On Monday, President Obama, addressing the developments from Martha's Vineyard, was careful to emphasize that uncertainty remained and that Qaddafi's regime could still pose a threat.
A reprieve in oil prices could be a boon to voters' views of Obama's handling of the economy , although it's unknown whether the impact would redound to the president's benefit. Obama faulted the Arab Spring with stifling continued growth at home.
While the president's overall approval with the public is above 40 percent in most polls, that number drops to 26 percent in a Gallup poll when it comes to his handling of the economy. By contrast, 53 percent approved of his handling of terrorism.
Democratic strategist Doug Schoen said any ripple effect on Obama's approval from the price of gas would be negligible.

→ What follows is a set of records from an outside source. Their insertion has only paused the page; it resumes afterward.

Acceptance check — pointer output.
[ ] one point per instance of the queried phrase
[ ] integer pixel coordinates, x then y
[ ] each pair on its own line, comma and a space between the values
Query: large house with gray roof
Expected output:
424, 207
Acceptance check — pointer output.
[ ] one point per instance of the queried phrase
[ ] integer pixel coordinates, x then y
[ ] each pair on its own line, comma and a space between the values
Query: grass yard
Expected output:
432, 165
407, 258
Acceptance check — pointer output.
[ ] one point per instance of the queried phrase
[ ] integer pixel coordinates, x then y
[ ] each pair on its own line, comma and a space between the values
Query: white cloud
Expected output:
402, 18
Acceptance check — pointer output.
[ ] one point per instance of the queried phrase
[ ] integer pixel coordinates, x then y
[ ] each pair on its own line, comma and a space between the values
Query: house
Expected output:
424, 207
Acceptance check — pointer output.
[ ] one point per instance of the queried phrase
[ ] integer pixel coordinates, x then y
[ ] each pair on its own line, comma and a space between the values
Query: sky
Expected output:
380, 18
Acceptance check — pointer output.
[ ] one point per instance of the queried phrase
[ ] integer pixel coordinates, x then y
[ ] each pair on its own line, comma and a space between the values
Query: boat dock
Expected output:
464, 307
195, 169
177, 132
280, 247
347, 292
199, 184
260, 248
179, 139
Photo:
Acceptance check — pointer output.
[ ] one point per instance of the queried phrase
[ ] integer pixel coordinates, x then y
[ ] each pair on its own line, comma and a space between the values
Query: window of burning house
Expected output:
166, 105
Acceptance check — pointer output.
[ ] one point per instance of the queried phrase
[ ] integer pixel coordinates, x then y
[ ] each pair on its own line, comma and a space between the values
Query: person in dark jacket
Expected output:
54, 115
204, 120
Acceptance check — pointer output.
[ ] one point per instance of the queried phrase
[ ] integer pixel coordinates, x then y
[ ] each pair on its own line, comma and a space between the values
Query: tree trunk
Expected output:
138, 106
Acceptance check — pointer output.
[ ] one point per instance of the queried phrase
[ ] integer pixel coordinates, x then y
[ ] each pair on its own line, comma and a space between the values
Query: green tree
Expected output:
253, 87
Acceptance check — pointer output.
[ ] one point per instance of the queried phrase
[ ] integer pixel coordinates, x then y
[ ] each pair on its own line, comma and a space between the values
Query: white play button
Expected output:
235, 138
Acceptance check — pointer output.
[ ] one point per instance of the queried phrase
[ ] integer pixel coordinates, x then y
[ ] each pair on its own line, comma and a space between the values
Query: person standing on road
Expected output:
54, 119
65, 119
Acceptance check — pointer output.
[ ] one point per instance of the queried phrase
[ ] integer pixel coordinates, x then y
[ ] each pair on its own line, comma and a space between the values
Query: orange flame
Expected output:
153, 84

"At this point, his problems are far more substantial than a couple of pennies on gasoline," he said, adding that the progress toward security and democracy in Libya will be more important for Obama.
How long it might take to bring production back up to pre-conflict levels is also a matter of debate.
Wood Mackenzie, an oil consulting firm headquartered in Edinburgh, Scotland, predicted it could take three years while NUS Consulting in New Jersey issued a more optimistic assessment forecasting full production by the first half of next year.
Regardless of the forecasts, energy consulting firm Cameron Hanover, based in Connecticut, issued a report that said pressure to ramp up production will be "overwhelming" since a new regime would be dependent on oil revenues.
"In order for this new democracy to attract enough support, it will need to get oil flowing right away," it wrote.
Infighting among the various factions that would compose a new government in Tripoli as well as damaged infrastructure could slow that process, dampening any short-term effect a Qaddafi ouster would have on oil prices.
Gas prices in the U.S. have fallen slightly since May, when global economic stagnation weakened demand, but pump prices are still just under $3.60 per gallon nationally. A year ago, the price of a gallon of regular was $2.71.
The Associated Press contributed to this report.